(II Sent., dist. XXIX, expos. Litt.; De Verit., q. 24, a. 13, 14; q. 27, a. 5, ad 3; In Psalm. XXXI).
O nono discute-se assim. — Parece, que quem já conseguiu a graça pode, por si mesmo, praticar o bem e evitar o pecado, sem outro auxílio da mesma.
1. — Pois, é vão ou imperfeito aquilo que não realiza o fim para o qual foi feito. Ora, a graça nos é dada para podermos fazer o bem e evitar o pecado. Se, portanto com o auxílio dela, o homem não pode evitá-lo, resulta que é vã ou imperfeita.
2. Demais. — Pela graça o Espírito Santo mesmo habita em nós, conforme a Escritura (1 Cor 3, 16): Não sabeis vós, que sois templo de Deus, e que o Espírito de Deus mora em vós? Ora, o Espírito Santo, sendo onipotente, tem poder para nos levar a agir retamente e guardar-nos do pecado. Logo, quem conseguiu a graça pode agir retamente e livrar-se do pecado, sem outro auxílio da mesma.

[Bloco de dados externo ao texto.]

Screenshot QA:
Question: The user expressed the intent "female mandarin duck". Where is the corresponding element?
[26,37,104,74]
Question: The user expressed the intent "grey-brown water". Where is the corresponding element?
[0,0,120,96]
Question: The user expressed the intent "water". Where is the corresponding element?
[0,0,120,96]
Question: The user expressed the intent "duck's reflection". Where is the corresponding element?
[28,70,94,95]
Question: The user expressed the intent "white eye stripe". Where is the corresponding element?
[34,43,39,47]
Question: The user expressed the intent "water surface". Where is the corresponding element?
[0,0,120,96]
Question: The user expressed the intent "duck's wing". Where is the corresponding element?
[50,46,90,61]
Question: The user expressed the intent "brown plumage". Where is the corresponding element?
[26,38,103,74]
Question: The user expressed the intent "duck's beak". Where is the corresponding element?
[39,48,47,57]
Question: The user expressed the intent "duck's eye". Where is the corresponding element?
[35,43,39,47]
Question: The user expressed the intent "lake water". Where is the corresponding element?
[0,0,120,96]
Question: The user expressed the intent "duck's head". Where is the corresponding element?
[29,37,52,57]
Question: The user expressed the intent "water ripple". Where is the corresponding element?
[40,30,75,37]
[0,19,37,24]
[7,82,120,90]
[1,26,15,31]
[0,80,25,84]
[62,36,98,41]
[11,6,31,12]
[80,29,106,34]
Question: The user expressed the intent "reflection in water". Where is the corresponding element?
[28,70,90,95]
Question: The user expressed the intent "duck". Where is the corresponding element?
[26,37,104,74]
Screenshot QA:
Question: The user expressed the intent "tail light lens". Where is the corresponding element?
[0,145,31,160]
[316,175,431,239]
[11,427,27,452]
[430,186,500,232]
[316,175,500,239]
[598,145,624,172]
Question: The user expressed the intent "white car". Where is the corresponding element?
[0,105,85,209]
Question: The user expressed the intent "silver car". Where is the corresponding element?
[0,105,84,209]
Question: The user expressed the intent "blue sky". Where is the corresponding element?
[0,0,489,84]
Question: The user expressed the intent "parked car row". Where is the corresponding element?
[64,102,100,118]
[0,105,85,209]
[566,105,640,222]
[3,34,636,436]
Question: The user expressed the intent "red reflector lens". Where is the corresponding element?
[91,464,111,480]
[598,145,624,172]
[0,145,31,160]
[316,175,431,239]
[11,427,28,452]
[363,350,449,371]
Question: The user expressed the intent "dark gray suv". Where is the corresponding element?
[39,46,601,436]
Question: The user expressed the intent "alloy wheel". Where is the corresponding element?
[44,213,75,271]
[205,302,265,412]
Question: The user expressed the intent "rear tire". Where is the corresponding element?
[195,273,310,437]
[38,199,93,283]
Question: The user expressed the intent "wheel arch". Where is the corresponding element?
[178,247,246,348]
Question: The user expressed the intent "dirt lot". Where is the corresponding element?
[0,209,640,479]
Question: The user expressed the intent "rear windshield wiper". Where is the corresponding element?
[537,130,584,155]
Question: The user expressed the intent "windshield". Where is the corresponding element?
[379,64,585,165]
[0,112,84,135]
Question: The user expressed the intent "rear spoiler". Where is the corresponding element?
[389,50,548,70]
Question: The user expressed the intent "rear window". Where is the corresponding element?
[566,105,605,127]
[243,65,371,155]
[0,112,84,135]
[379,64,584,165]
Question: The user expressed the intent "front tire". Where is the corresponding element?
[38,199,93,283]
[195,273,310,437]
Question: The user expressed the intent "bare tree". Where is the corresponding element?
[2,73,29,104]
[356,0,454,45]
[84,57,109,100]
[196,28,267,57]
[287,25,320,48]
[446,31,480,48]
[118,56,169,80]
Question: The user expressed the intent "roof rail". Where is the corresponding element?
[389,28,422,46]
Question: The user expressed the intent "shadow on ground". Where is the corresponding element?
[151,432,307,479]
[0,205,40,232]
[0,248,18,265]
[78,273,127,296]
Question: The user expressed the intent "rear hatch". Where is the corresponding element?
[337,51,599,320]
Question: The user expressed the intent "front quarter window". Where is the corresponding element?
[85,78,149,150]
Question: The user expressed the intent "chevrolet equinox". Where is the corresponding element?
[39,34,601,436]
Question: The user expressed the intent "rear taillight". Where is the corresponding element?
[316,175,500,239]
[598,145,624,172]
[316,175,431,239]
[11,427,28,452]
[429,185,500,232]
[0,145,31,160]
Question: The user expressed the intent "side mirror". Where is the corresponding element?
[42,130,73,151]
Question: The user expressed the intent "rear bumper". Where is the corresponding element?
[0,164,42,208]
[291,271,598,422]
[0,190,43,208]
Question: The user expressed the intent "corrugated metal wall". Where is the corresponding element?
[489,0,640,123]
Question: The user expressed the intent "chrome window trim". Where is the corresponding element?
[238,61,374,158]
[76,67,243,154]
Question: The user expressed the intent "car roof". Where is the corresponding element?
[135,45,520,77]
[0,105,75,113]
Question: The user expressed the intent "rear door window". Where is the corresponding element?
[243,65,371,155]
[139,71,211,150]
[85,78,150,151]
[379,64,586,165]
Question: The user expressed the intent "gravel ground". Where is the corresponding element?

3. Demais. — Se o homem, que já conseguiu a graça, ainda precisa de outro auxílio dela, para viver retamente e abster-se do pecado, pela mesma razão, quando tiver alcançado esse outro auxílio, precisará ainda de um terceiro. Donde, o processo irá ao infinito, o que é inadmissível. Logo, quem está em graça não precisa de outro auxílio da mesma, para agir bem e abster-se do pecado.
Mas, em contrário. Agostinho diz: assim como os olhos da carne, por perfeitos que sejam, não podem ver, senão ajudados pelo brilho da luz, assim também, o homem, embora perfeitissimamente justificado, não pode viver retamente, se não for ajudado pela luz eterna da divina justiça. Ora, a justificação é operada pela graça, conforme a Escritura (Rm 3, 24): Tendo sido justificados gratuitamente por sua graça. Logo, quem já tiver a graça, precisa ainda de outro auxílio da mesma para viver retamente.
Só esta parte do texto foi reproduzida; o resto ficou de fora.